Chapter 1

56 5 3
                                    

Suatu pagi menjelang siang di sebuah universitas ternama, Willson University. Suasana bahagia menyelimuti para mahasiswa dan mahasiswi yang baru saja dinyatakan lulus secara resmi melalui acara wisuda sarjana. Mereka mulai berhamburan keluar ruangan aula untuk mengabadikan momen-momen bahagia bersama keluarga, kekasih, sahabat, maupun teman-teman seperjuangan. Mereka berfoto bersama di tempat yang memang disediakan oleh pihak kampus. Satu, dua, tiga. Cekrek.

“Gimana hasil fotonya?”

“Bagus, dong. Sekali lagi selamat untuk kita semua! Akhirnya kita semua lulus setelah empat tahun berjuang! Sukses semuanya untuk kedepannya!”

“Amin.”

“Gue sama Jessica pamit duluan ya?”

“Iya, gue sama Julian pamit dulu. Mau foto studio soalnya.”

“Oke, deh. Kita-kita juga mau foto studio. Kalian foto di mana?”

“Hmm … gue kurang tahu. Bokap soalnya yang urus.”
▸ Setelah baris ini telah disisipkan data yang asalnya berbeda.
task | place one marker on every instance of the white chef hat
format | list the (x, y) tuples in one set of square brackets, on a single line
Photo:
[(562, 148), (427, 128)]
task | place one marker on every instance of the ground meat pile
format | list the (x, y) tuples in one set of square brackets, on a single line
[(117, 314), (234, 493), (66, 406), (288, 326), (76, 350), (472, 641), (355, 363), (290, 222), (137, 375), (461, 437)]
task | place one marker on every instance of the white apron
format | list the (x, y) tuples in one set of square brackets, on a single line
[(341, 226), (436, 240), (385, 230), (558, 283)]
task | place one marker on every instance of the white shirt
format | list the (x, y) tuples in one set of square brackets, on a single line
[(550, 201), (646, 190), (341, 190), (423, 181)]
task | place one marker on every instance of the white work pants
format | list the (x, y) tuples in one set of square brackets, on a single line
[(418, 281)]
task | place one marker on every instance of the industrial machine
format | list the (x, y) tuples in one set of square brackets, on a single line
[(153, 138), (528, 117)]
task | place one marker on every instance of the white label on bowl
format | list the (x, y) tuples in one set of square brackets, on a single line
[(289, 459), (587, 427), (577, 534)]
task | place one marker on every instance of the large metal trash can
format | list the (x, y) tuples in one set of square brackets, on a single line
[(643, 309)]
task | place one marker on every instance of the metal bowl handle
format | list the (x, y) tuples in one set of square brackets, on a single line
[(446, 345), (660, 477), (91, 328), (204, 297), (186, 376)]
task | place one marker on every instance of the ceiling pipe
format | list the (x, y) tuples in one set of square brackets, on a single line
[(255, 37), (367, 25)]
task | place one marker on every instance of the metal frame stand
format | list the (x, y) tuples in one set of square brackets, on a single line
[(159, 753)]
“Oh, gitu. Ya, sudah. Kalian hati-hati.”

“Siap, duluan ya?”

Setelah berpamitan dengan teman-teman seperjuangan, Julian dan Jessica menghampiri Maxime dan Jazz yang sedang asyik mengobrol.

“Mama mana, Kak? Kita jadi ‘kan foto studio?”
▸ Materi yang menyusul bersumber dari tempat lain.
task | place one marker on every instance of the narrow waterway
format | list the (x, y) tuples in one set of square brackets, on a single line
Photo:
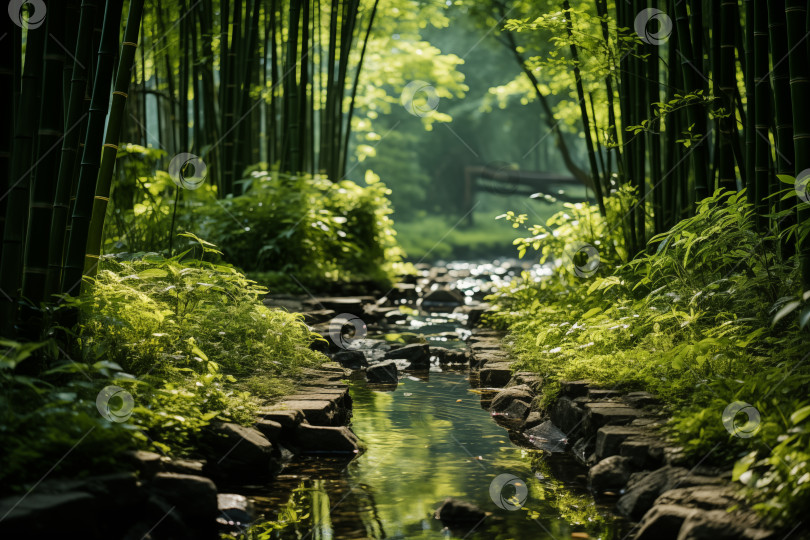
[(426, 440)]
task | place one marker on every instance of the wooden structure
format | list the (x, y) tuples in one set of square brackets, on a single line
[(506, 181)]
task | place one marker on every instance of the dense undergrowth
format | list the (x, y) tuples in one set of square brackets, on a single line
[(187, 337), (283, 230), (708, 317)]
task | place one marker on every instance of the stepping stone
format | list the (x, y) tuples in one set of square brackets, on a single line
[(384, 373), (339, 304), (645, 452), (574, 388), (495, 375), (567, 414), (319, 316), (417, 354), (479, 359), (602, 393), (326, 440), (318, 412), (270, 429), (237, 451), (608, 413), (610, 438)]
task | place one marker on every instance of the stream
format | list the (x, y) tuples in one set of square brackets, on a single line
[(426, 440)]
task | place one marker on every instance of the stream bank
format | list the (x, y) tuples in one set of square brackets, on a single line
[(418, 428)]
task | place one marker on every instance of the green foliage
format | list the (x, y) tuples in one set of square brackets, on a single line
[(708, 317), (319, 232), (188, 338), (307, 228), (48, 418), (197, 338)]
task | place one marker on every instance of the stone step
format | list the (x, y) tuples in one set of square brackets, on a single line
[(610, 438), (495, 375), (602, 413)]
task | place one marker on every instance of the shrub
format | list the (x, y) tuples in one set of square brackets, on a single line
[(701, 320)]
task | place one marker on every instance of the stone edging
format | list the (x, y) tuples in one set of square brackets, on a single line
[(616, 436)]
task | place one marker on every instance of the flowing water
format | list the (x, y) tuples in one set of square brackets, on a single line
[(427, 440)]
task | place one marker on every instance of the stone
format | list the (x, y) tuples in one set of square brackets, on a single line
[(185, 466), (645, 452), (417, 354), (237, 451), (488, 344), (512, 415), (289, 419), (663, 522), (270, 429), (574, 389), (33, 516), (583, 450), (479, 359), (341, 304), (326, 440), (610, 438), (450, 356), (568, 415), (641, 399), (236, 512), (602, 393), (194, 497), (535, 418), (456, 512), (442, 298), (711, 497), (609, 474), (474, 314), (720, 525), (319, 412), (495, 375), (319, 316), (506, 396), (527, 378), (645, 487), (147, 463), (383, 373), (609, 413), (351, 359), (546, 436)]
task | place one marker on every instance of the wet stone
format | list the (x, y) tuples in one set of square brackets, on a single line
[(606, 413), (384, 373), (495, 375), (610, 438), (574, 389), (318, 412), (609, 474), (326, 440)]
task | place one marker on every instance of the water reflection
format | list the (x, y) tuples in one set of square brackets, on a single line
[(426, 441)]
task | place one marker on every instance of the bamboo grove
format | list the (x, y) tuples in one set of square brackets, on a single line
[(232, 82), (676, 99), (691, 96)]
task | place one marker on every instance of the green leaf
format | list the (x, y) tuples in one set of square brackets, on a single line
[(786, 179), (591, 312), (800, 414), (153, 273), (742, 465), (789, 308), (804, 318)]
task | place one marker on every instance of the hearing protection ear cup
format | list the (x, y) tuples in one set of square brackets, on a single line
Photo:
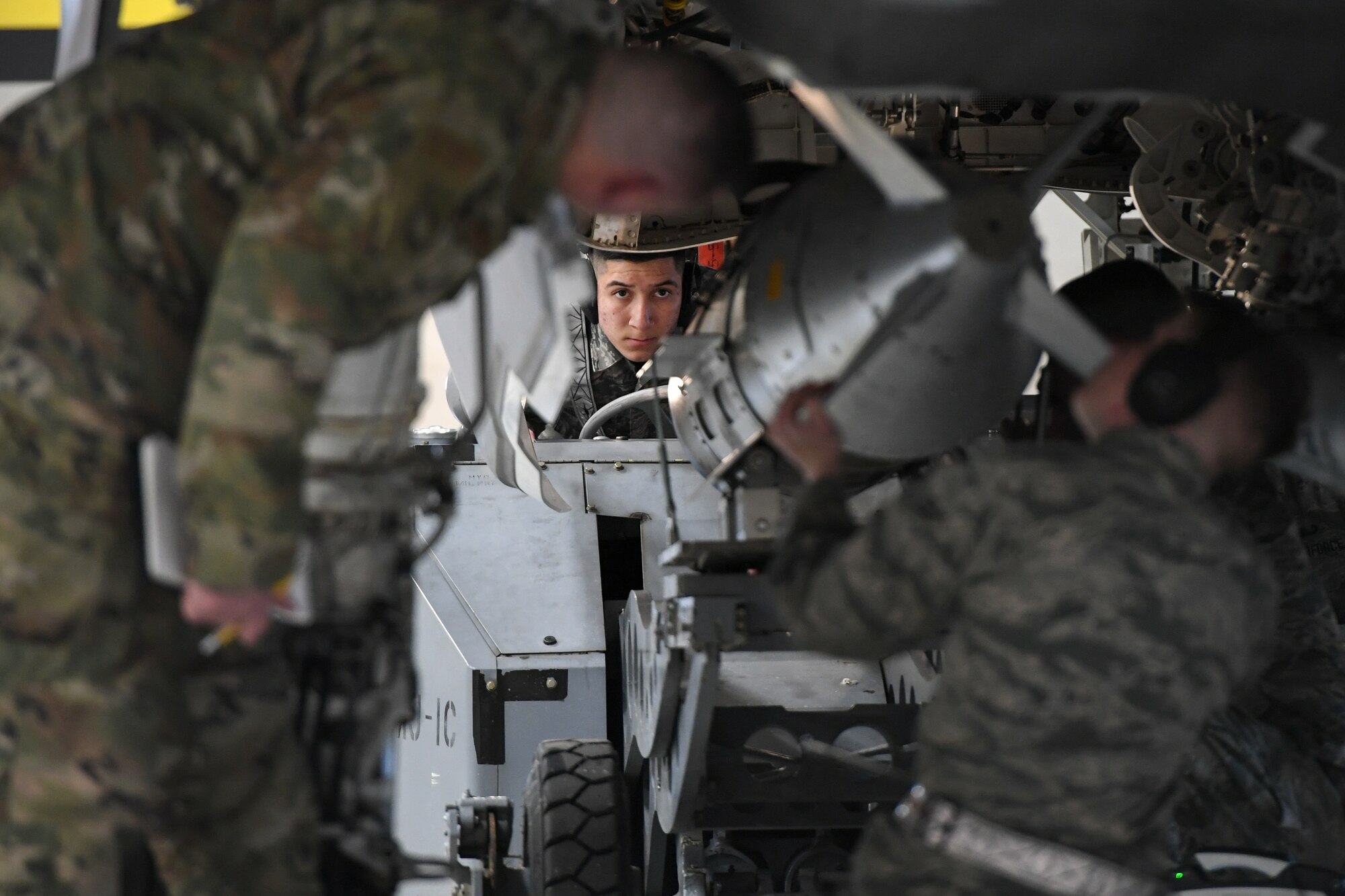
[(692, 274), (1175, 384)]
“Di toilet. Jadi, Om Maxime udah booking kok.”

“Iya, Jessica. Om udah persiapkan semuanya. Tinggal foto aja. Oh, iya kalian udah foto berdua belum? Biar Om fotoin.”
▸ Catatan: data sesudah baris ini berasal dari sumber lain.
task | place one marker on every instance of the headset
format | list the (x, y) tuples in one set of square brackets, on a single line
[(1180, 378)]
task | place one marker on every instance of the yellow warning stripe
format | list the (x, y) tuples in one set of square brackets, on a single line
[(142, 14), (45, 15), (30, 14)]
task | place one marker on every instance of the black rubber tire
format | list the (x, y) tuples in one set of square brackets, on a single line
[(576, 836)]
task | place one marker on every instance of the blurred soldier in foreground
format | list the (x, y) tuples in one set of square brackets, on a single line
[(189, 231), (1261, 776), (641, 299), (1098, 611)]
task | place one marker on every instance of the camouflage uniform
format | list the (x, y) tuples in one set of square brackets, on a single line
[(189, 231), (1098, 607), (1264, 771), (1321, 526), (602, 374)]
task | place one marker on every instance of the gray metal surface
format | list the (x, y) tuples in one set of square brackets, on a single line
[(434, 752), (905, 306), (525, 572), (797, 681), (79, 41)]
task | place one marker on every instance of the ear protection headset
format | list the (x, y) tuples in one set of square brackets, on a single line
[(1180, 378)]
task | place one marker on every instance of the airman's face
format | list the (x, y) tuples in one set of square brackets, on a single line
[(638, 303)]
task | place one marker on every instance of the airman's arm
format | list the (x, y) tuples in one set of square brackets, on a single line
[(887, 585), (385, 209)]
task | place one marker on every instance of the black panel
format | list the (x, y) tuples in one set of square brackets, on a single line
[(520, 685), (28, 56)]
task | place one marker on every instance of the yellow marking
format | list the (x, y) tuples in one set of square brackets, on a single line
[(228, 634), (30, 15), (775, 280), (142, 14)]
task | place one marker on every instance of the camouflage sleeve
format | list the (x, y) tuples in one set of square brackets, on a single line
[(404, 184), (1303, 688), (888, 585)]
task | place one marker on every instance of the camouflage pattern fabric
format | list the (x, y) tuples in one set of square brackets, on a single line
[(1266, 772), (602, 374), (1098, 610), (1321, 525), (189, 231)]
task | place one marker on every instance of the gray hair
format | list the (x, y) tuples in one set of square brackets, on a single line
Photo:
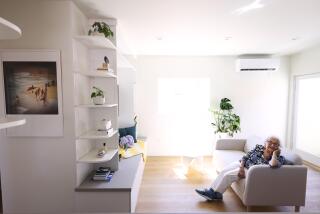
[(273, 139)]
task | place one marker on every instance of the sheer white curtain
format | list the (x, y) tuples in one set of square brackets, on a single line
[(307, 117), (183, 104)]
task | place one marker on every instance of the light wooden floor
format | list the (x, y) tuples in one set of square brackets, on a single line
[(167, 187)]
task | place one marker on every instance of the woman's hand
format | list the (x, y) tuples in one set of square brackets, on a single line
[(241, 173)]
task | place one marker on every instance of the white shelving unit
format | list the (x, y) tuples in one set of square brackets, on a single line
[(104, 74), (100, 196), (94, 135), (89, 53), (96, 42), (8, 123), (97, 106), (91, 157)]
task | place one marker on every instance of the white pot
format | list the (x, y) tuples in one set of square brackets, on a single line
[(96, 33), (224, 136), (99, 100)]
Jessica menggeleng. Pipinya sedikit memerah karena malu.

“Nggak usah malu-malu, Jessica. Jul, mana HP kamu? Biar Papa fotoin.”

Julian langsung menyerahkan ponselnya, kemudian mengambil posisi berfoto bersama dengan Jessica.

“Senyum dong. Satu, dua, tiga.”

“Bagus nggak, Pa? Sekali lagi ya?”

“Siap, Jul. Sekali lagi ya. Satu, dua, tiga.”

“Kalian serasi banget.”

“Bener banget, Om. Apa kita langsung nikahin aja mereka?”

“Boleh tuh.”

“Ah, Kak Jazz! Baru juga lulus masa udah nikah aja.”

“Ya, gak apa-apa dong, Dek. Nanti biar Kak Jazz yang bilang ke Mama.”

“Nggak perlu. Lagian Julian juga pasti belum siap.”

“Iya, Kak. Julian masih mau mengejar karier dulu.”

“Okelah, Kakak serahkan semuanya ke kalian. Memang pernikahan itu perlu dipikirkan matang-matang. Jangan terlalu terburu-buru.”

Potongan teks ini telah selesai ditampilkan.